We used one 1-ha plot enclosed with rodent-proof fences to measure the harvest rates of the two gerbil species. The 1-ha plot contained similar proportions of the two major habitat types, semi-stabilized dunes and stabilized sand. Direct observation and sand tracking suggest that these fences did not effect the activity of mammalian predators. Data collected from live trapping in control plots of the same size over the past 15 years indicate that the average density of G. allenbyi and G. pyramidum is 10.75 ± 1.41 and 2.18 ± 0.51 individuals/ha, respectively (Abramsky Z, unpublished data).

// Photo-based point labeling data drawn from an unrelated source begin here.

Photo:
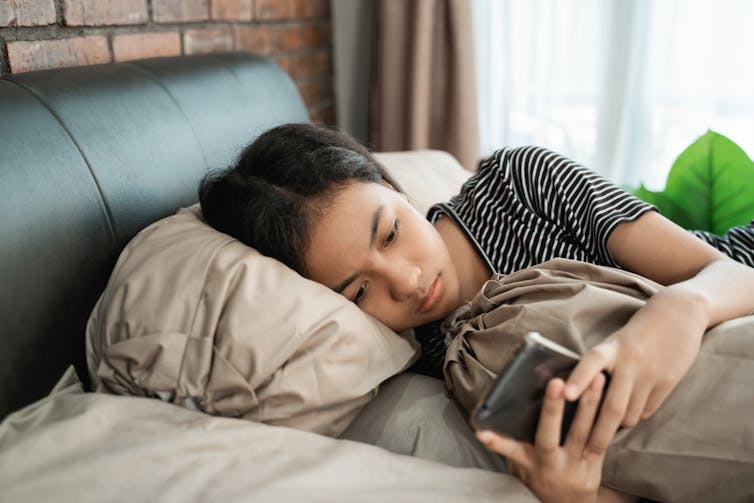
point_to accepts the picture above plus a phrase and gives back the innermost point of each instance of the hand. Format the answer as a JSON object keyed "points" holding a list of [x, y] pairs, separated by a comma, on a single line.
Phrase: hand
{"points": [[646, 359], [553, 472]]}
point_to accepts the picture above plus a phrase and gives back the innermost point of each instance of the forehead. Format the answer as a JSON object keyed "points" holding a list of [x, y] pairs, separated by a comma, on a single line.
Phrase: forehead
{"points": [[340, 236]]}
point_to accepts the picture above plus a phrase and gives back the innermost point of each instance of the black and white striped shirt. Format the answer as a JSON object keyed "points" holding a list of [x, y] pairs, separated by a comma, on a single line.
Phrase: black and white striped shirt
{"points": [[528, 205]]}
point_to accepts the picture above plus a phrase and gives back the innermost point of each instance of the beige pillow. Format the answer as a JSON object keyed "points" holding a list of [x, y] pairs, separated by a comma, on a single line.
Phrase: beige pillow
{"points": [[427, 176], [194, 317]]}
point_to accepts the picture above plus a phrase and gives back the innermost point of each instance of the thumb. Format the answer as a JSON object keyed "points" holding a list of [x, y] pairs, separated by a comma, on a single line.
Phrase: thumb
{"points": [[506, 446], [600, 357]]}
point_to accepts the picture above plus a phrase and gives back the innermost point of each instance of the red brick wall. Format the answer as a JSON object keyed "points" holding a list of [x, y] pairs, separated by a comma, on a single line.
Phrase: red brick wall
{"points": [[39, 34]]}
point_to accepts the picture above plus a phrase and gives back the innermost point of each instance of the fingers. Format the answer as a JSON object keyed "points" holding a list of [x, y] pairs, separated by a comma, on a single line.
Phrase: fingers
{"points": [[551, 416], [612, 413], [508, 447], [597, 359], [585, 414]]}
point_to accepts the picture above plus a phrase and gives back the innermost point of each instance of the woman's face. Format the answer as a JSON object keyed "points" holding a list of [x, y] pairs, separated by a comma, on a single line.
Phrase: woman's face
{"points": [[372, 246]]}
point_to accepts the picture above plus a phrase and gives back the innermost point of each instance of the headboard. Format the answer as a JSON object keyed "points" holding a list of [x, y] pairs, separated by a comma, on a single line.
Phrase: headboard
{"points": [[88, 157]]}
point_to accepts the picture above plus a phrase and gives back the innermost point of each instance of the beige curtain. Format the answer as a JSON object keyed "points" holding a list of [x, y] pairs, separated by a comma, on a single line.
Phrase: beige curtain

We did two field experiments with each gerbil species. Each experiment lasted 12 nights and was scheduled so that foraging measurements occurred on moonless nights. We used the following experimental protocol. For six consecutive nights, we trapped and removed all the rodents from the enclosed plot. Thereafter, we released six naive gerbils of a single species into the plot and let them habituate to their new surroundings for two nights. During each of the following three nights we ran one to three foraging sessions. We began each foraging session by placing six seed trays (60 × 45 × 2.5 cm deep) in an open area (≥1 m from shrubs). The distance between adjacent seed trays was 1 m. Each seed tray was filled with 3 dm2 of sifted sand into which 3 g of millet seeds were thoroughly mixed. We videotaped the foraging sessions using two thermal imaging cameras (an Infracam and a Radiometer-IR-760, both by Inframetrics Inc.). We stopped foraging sessions after different time intervals to obtain data spread over the entire range of patch depletion. At the end of each session, we removed the seed trays and sifted the sand to recover the remaining millet seeds. For each session we recorded the total time that gerbils spent foraging in each tray (t in s) and the mass of the seeds remaining in the tray (final mass, or Nf, in g). Because the initial mass (No) of seeds on each tray was 3 g, the amount of seeds harvested was the difference between the initial and final masses (3 - Nf). At the end of each experiment we opened gates in the fences of the enclosed plot for two weeks so that animal and resource densities could attain similar levels outside and inside the plots.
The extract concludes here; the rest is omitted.